La muerte de un hombre de 36 años en Sevilla diez días después de haber recibido la vacuna de Janssen conmocionó a principios de semana a la población española y trajo a la memoria colectiva los trombos sufridos por un pequeño porcentaje de inmunizados con los sueros de adenovirus. El fallecido fue inicialmente diagnosticado de un ictus y derivado al Hospital Virgen del Rocío de la capital, donde falleció con varios trombos y un fallo multiorgánico. Ahora, las autoridades sanitarias estudian lo ocurrido para esclarecer si existe una relación entre dicho fármaco y el fallecimiento.

Entre los interrogantes más importantes que se estudian y que acompañan a este caso, destaca la incógnita de por qué un ciudadano de 36 años recibió la inyección de Janssen, cuando el Ministerio de Sanidad la restringe a los mayores de 40 en su última actualización de la estrategia de vacunación. Es precisamente lo que se plantea su hermana María, que no halla respuesta. De hecho, el departamento de Carolina Darias siempre ha expresado su negativa a modificar esta limitación, a pesar de las peticiones de varias comunidades autónomas de ampliar la franja para avanzar en la campaña de inmunización.
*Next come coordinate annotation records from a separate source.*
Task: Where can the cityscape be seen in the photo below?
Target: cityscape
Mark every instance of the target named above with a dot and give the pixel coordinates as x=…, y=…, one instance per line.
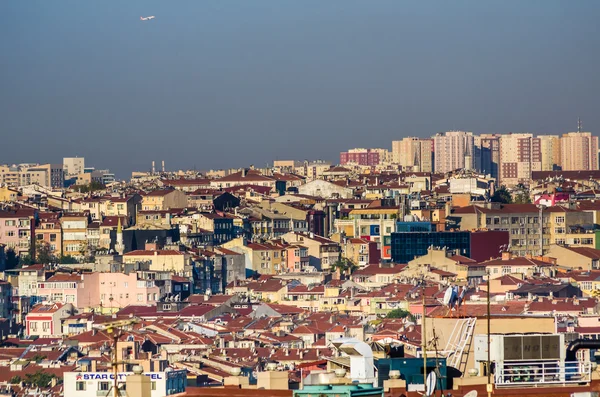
x=220, y=235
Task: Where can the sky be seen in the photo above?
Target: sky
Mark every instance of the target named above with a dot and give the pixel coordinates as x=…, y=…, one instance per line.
x=218, y=84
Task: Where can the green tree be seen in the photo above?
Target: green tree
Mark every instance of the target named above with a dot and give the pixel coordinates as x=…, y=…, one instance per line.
x=43, y=253
x=398, y=313
x=67, y=260
x=39, y=379
x=12, y=260
x=502, y=195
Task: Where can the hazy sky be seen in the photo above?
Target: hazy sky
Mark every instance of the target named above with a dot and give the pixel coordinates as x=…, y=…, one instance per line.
x=220, y=83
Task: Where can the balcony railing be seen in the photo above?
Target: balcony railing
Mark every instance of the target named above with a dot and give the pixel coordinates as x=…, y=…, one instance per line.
x=536, y=373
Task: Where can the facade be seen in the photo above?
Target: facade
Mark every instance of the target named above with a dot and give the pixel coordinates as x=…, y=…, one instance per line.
x=368, y=157
x=95, y=384
x=413, y=154
x=453, y=150
x=163, y=200
x=160, y=260
x=17, y=231
x=75, y=229
x=520, y=155
x=48, y=231
x=579, y=151
x=550, y=152
x=479, y=246
x=44, y=319
x=73, y=166
x=486, y=155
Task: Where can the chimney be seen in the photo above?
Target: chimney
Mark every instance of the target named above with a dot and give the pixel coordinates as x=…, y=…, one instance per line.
x=138, y=384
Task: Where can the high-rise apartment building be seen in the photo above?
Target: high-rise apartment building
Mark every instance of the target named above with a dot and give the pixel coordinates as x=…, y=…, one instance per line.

La vacuna contra el COVID de Janssen -también conocida como de Johnson & Johnson- ya estuvo en el punto de mira de la opinión pública y de las autoridades sanitarias el pasado abril, cuando varias personas inmunizadas con este preparado presentaron casos de trombos asociados a un bajo nivel de plaquetas en sangre. Estos episodios llegaron a paralizar la utilización de este producto en Estados Unidos y la UE, que fue posteriormente retomada, aunque con ciertas limitaciones de uso en algunos territorios.

¿Para quién recomienda la EMA este suero?
La Agencia Europea del Medicamento (EMA, por sus siglas en inglés) aprobó el pasado 11 de marzo el uso del fármaco de Janssen en toda la Unión tras haber finalizado su periodo de análisis. La vacuna se convertía, así, en la cuarta disponible para el territorio comunitario tras las de Pfizer, Moderna y AstraZeneca. Su utilización se recomendó inicialmente para mayores de 18 años, una valoración que no cambió después de la controversia sobre los trombos sufridos por personas recién inmunizadas con este producto.

Los Centros para el Control y la Prevención de Enfermedades (CDC) y la Food and Drugs Administration (FDA) estadounidenses se pronunciaron en la misma línea.